The accepted file formats for data are the following:
A study needs to adhere to some requirements and pass automatic validation to progress to the curation stage. There are 4 validation flags that can be viewed individually by selecting the drop-down menu. This includes success, information, warning, error. To progress with the study, users must address all errors and should resolve all warnings.
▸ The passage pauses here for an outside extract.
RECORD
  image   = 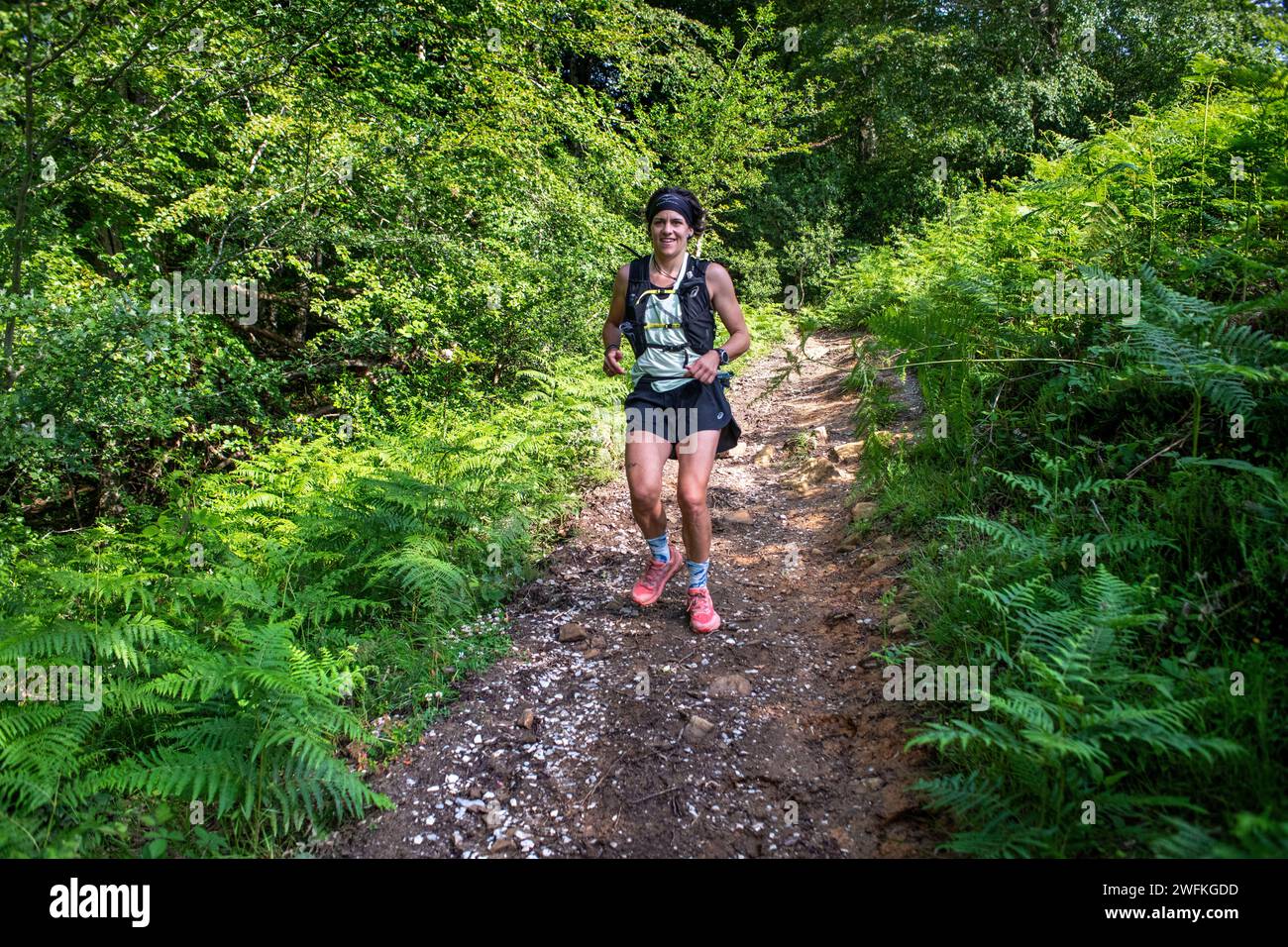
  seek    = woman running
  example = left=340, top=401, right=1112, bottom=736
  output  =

Below are some examples.
♦ Successfully read the investigation file
♦ Successfully found one or more samples/factors/descriptors
♦ Could not find any assays
♦ Found a publication (title/author list/DOI..)
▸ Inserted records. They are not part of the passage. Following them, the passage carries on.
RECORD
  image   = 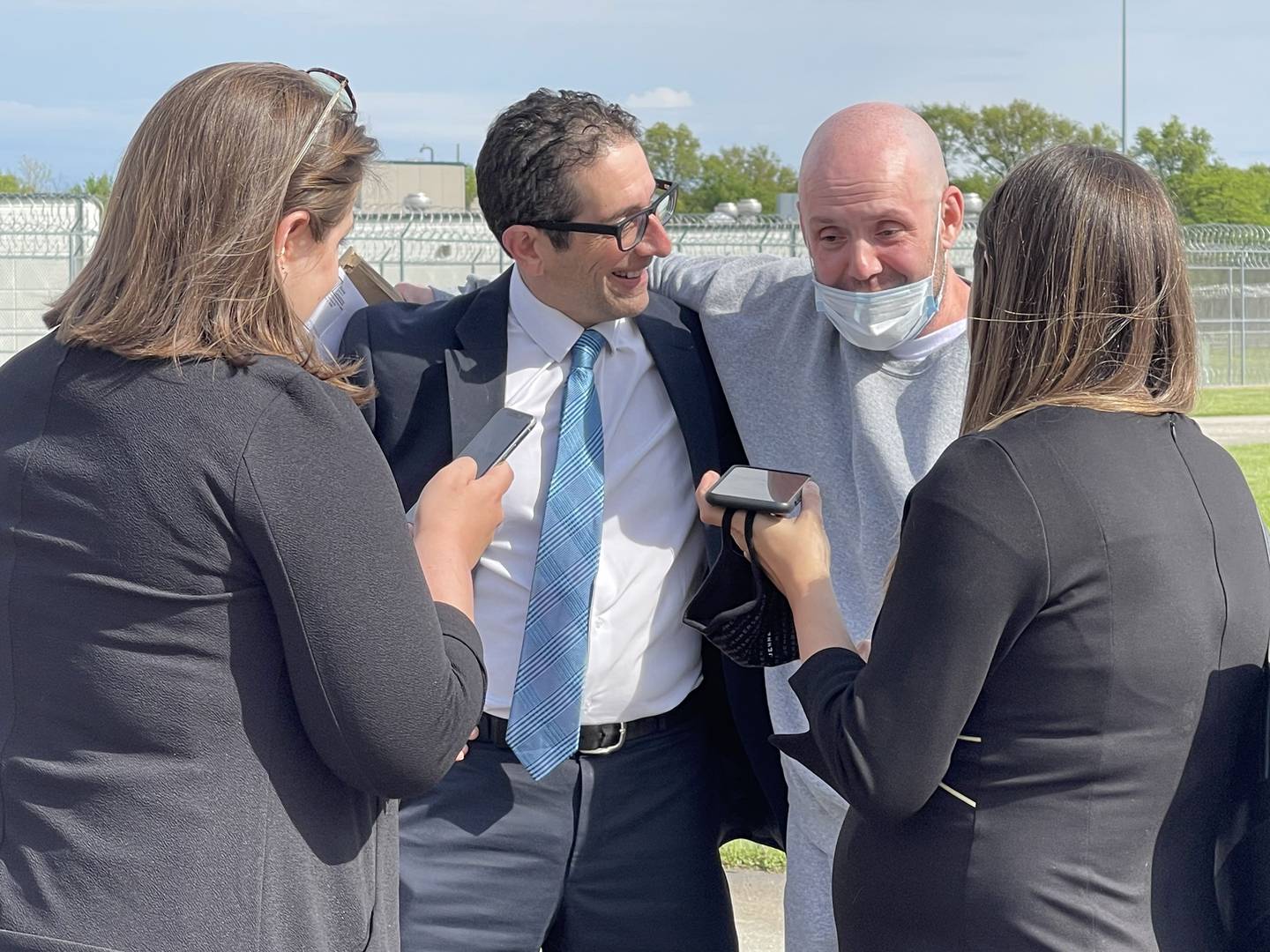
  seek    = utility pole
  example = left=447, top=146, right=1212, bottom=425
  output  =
left=1120, top=0, right=1129, bottom=155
♦ Protocol ‘Sample collection’, ‘Extraction’, ‘Chromatography’, ‘Mass spectrometry’, ‘Data transformation’, ‘Metabolite identification’, match the protocol type definition and the protocol description are validated
♦ Data transformation description should be more than just one sentence
♦ Sample column ‘Sample Name’, ‘Characteristics[Organism]’, ‘Characteristics[Organism part]’, …found in the sample file
♦ Sample column ‘Characteristics[Sample type]’ was not found
♦ No raw or derived files found
♦ Incomplete Metabolite Annotation File (MAF)
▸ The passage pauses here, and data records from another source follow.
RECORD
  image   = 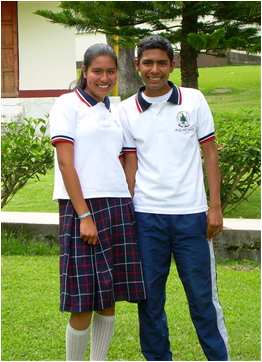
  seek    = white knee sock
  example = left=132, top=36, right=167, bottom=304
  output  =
left=90, top=313, right=115, bottom=361
left=66, top=323, right=89, bottom=361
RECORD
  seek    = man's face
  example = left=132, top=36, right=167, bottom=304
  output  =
left=136, top=49, right=174, bottom=97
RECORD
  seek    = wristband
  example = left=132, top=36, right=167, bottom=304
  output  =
left=78, top=211, right=92, bottom=220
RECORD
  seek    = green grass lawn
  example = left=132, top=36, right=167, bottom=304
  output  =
left=4, top=65, right=260, bottom=218
left=2, top=255, right=260, bottom=361
left=171, top=65, right=260, bottom=114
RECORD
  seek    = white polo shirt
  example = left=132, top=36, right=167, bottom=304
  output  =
left=118, top=82, right=215, bottom=214
left=50, top=88, right=130, bottom=199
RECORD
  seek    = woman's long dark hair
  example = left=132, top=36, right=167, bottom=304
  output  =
left=77, top=43, right=117, bottom=89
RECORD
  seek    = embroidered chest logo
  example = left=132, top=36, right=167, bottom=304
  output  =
left=176, top=112, right=190, bottom=128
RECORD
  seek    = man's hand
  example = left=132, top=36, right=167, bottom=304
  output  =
left=80, top=216, right=98, bottom=245
left=207, top=206, right=223, bottom=240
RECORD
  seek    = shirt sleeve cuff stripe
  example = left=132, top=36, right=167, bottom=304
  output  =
left=122, top=147, right=136, bottom=153
left=199, top=135, right=216, bottom=144
left=51, top=138, right=74, bottom=146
Below is a list of publicly-available datasets for Vitis/Grape metabolome.
Table 8. FAIR Vitis metabolome databases in public repositories
|MTBLS2876||Mono-Locus and Pyramided Resistant Grapevine Cultivars Reveal Early Putative Biomarkers Upon Artificial Inoculation With Plasmopara viticola (2021)|
|MTBLS784||LC-MS untargeted approach showed that methyl jasmonate application on Vitis labrusca L. grapes increases phenolics at subtropical Brazilian regions (2020).
|Multi-Omics and Integrated Network Analyses Reveal New Insights into the Systems Relationships between Metabolites, Structural Genes, and Transcriptional Regulators in Developing Grape Berries (Vitis vinifera L.) Exposed to Water Deficit (Phenolics; UPLC-MS/MS), Volatile organic compounds; GCMS, Carotenoids; LC-DAD (2019).
|Transcriptome and metabolite profiling reveals that prolonged drought modulates the phenylpropanoid and terpenoid pathway in white grapes (Vitis vinifera L.) (Phenolics; UPLC-MS/MS), Volatile organic compounds; GCMS, Carotenoids; LC-DAD (2019).
|MTBLS968||The accumulation profiles of terpene metabolites in three Muscat table grape cultivars through HS-SPME-GCMS. (2019).
|MTBLS209||The measurement of spatial distribution of grape metabolites in berry tissues using LC-MS (2017).
|MTBLS392||Core Microbiota and Metabolome of Vitis vinifera L. cv. Corvina Grapes and Musts (2017).
|MTBLS346||Metabolic changes of genetically engineered grapes (Vitis vinifera L.) studied by 1H-NMR, metabolite heatmaps and iPLS (2016).|
|MTBLS85||High-throughput carotenoid profiling using multivariate curve resolution (Stability of isoprenoids in grape extract) (2014)
|MTBLS39||The plasticity of the grapevine berry transcriptome (2013).
|V02001||Grape berry – vintage terroir Bordeaux – ACA 2006 (2006).